Ces problèmes qui se posent tous les jours avec un peu plus d’acuité, tout le monde ou presque les connaît. Mais personne ne veut vraiment les affronter. Et à force de remettre à demain leur résolution, ils ont fini par nous paraître insolubles. Mais non, ils ne sont pas insolubles.

L’un de ces problèmes me semble être celui de la mobilisation des recettes pour financer nos politiques publiques. Ou plus précisément la question de l’impôt. Tous les ministres de Finances qui se succèdent finissent par se rendre à l’évidence, le Congo ne mobilise pas suffisamment d’argent pour financer des politiques publiques à la hauteur de ce grand pays dont les dirigeants ont renoncé depuis plusieurs décennies déjà à tout rêve de grandeur et de prospérité.

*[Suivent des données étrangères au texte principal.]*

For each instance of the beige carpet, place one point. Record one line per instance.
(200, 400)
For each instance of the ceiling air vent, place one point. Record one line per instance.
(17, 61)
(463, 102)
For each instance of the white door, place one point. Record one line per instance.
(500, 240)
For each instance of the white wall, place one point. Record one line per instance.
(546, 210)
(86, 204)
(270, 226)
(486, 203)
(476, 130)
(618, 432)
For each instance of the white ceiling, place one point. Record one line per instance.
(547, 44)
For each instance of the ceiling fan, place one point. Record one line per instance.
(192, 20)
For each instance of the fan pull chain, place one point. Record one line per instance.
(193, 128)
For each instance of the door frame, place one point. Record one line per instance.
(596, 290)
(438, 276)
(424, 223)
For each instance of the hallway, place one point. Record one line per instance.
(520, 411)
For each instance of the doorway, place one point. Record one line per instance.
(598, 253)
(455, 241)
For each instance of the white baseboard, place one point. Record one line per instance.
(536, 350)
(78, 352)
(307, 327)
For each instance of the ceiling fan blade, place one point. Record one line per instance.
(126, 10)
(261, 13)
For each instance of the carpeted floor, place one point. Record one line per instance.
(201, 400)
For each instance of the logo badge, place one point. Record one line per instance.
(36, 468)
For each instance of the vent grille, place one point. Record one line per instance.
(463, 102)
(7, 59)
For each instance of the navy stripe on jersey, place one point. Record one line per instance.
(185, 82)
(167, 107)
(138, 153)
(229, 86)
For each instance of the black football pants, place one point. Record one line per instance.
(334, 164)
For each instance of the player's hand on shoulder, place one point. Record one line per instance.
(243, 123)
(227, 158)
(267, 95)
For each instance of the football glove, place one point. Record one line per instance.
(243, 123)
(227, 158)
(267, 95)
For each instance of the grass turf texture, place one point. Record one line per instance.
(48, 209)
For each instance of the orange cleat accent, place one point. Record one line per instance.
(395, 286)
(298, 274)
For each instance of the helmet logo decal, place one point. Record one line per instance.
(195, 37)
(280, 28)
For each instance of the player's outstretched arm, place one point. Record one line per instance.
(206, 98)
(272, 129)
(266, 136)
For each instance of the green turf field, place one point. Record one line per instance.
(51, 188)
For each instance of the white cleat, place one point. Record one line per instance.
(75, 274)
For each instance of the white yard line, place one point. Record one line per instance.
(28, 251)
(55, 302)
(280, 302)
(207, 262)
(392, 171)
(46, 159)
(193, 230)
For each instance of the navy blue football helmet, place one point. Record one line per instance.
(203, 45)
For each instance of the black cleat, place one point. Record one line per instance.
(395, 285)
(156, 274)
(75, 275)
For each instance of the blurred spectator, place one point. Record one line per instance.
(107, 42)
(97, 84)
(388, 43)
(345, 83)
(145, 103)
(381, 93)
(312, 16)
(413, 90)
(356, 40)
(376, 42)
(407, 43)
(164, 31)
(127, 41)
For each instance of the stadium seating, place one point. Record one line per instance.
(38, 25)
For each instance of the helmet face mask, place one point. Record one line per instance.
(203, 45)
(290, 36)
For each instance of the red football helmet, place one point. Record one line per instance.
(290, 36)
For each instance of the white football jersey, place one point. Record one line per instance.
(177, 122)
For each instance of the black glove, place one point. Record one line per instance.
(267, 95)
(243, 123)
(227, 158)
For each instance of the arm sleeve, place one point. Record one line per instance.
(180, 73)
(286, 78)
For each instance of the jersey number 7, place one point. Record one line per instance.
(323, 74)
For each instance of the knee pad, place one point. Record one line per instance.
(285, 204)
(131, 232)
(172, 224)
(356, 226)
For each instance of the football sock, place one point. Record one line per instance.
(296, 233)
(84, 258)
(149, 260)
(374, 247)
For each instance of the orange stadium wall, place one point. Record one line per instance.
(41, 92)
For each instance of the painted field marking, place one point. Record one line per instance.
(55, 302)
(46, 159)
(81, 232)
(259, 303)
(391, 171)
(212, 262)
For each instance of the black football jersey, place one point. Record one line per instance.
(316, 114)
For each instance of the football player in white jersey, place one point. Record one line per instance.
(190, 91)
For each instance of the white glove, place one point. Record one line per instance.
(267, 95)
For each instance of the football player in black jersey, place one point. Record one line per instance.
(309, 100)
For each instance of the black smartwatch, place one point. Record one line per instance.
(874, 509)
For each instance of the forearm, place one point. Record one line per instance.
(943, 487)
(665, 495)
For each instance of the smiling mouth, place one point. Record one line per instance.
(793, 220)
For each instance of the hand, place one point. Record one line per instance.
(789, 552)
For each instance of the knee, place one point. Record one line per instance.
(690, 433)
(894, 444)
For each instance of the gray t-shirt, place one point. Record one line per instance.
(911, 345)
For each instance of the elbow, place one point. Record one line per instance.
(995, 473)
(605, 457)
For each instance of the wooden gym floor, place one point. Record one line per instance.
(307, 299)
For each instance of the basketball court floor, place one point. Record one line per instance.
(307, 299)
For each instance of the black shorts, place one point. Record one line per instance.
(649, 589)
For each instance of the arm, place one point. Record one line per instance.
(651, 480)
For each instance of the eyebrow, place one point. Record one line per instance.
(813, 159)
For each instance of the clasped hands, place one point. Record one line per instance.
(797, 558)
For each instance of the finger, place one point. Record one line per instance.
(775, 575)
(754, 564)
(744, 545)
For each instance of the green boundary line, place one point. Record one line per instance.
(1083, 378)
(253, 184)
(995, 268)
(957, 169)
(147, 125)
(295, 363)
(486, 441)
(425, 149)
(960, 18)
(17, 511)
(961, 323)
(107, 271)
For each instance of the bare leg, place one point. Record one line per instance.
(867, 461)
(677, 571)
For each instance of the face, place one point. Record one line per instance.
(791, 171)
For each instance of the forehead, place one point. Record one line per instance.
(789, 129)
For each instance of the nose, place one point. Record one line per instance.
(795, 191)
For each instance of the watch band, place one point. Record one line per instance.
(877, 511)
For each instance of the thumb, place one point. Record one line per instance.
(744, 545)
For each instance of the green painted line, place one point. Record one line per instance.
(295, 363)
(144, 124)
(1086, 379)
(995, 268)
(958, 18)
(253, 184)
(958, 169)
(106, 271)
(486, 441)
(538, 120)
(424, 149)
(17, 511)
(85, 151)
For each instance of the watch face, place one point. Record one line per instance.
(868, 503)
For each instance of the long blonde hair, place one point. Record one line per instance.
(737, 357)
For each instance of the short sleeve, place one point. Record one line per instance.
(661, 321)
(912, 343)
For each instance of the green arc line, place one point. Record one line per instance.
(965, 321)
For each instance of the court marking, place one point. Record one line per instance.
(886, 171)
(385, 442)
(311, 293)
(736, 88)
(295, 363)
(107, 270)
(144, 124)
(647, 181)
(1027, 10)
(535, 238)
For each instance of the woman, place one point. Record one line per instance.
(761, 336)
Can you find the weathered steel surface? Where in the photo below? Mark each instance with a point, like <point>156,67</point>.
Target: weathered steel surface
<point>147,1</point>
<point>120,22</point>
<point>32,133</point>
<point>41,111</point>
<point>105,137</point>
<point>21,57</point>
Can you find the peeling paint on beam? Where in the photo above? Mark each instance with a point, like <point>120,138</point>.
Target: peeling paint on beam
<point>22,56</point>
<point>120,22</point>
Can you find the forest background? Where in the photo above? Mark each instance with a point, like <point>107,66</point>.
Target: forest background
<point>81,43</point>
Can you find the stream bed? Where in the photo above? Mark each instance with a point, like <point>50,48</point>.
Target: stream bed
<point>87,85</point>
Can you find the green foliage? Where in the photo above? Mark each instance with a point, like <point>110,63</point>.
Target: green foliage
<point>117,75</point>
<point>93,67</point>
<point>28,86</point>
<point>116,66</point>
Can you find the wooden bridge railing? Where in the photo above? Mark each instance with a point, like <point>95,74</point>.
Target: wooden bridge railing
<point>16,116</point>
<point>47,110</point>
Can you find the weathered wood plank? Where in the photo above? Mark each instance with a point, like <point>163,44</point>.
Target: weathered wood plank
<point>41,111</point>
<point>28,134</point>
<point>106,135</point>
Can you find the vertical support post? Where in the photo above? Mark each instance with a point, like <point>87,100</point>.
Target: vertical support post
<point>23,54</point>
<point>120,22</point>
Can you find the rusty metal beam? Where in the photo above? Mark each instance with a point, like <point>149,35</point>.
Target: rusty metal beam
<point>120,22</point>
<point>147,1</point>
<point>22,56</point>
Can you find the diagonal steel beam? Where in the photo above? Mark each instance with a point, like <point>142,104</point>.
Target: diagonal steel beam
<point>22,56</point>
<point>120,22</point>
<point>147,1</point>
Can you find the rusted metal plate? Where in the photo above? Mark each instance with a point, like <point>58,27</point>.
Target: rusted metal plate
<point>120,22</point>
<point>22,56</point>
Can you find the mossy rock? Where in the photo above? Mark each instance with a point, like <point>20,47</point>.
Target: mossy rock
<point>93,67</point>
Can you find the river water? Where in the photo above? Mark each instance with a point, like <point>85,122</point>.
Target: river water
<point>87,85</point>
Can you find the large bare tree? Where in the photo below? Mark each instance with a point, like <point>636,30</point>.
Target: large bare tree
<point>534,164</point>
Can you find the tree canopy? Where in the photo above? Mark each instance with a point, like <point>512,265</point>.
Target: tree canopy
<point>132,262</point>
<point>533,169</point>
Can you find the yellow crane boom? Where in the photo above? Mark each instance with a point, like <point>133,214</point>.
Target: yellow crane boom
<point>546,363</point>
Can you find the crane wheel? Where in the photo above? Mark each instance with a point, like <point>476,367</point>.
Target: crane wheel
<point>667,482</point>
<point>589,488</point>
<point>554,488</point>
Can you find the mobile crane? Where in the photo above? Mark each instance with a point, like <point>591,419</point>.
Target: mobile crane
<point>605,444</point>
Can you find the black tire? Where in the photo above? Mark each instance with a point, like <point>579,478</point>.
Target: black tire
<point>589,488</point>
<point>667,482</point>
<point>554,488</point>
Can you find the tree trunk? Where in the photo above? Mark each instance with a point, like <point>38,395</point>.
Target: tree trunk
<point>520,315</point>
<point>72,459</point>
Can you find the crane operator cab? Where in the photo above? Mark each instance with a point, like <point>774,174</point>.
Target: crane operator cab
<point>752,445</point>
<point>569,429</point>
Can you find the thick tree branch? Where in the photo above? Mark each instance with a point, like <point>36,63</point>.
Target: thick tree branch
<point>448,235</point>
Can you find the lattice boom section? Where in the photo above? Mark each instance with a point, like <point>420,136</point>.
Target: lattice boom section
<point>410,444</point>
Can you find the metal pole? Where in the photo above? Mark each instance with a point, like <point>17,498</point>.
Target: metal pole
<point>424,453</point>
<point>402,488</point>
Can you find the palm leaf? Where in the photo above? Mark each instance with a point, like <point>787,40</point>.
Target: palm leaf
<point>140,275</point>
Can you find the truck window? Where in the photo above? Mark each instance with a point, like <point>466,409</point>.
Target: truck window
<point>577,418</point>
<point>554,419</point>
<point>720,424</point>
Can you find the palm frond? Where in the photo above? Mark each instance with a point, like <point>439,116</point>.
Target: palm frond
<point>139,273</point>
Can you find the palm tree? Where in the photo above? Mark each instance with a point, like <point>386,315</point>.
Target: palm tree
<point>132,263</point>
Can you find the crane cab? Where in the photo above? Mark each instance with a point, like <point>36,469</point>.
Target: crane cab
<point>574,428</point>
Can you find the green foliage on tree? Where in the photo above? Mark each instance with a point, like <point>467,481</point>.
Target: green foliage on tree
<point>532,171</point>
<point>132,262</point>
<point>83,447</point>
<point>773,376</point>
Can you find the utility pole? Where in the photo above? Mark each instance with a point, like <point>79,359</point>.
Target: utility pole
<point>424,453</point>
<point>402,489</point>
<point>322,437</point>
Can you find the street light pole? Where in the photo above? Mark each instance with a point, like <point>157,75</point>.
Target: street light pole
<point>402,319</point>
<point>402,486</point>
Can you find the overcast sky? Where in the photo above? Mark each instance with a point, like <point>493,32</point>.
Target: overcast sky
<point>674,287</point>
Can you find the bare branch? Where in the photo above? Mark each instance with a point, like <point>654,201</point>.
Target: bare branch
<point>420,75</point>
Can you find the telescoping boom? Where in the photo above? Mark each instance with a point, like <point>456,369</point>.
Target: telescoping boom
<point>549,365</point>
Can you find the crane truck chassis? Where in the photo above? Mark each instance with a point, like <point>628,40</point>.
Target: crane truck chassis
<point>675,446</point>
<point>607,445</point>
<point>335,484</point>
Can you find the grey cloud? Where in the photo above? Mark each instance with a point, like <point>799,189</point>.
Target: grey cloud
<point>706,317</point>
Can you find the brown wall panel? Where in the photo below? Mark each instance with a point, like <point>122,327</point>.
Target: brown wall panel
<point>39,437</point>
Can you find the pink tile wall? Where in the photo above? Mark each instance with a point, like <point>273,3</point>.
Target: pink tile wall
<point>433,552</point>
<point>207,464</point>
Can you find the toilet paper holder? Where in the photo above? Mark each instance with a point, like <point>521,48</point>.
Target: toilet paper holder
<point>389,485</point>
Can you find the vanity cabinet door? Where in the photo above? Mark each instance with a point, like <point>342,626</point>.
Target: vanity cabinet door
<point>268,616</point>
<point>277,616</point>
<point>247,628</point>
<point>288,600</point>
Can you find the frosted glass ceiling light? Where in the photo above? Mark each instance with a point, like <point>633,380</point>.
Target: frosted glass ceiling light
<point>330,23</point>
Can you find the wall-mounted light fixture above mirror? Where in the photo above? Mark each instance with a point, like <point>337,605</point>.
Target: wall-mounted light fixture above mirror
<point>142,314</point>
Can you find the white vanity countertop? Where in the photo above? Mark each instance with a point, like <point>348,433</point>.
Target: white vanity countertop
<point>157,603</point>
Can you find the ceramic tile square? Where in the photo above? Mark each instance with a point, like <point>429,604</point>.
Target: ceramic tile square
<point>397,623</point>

Mais avant d’aller plus loin, je tiens à souligner ici que l’impôt est une question politique. Et il doit être traité comme tel.

Sur le plan strictement fiscal, il faut savoir qu’au Congo, la TVA est la principale source de recette fiscale (21,4% selon les données de la Banque mondiale publiées en avril 2017).

Pendant ce temps, ce pays de plus de 100 millions d’habitants ne comptent que 200 000 contribuables.

C’est en tout cas, ce que révélait le patron de la Direction générale des impôts en 2022 alors qu’il se réjouissait sur RFI des recettes fiscales record.

Barnabé Muakadi Muamba constatait ainsi qu’en RDC, «on n’a pas un répertoire [général des contribuables] qui convient» pour le pays. Au sujet de l’écart entre la population du pays et le nombre de contribuables, il estimait que «c’est honteux, cela ne représente rien».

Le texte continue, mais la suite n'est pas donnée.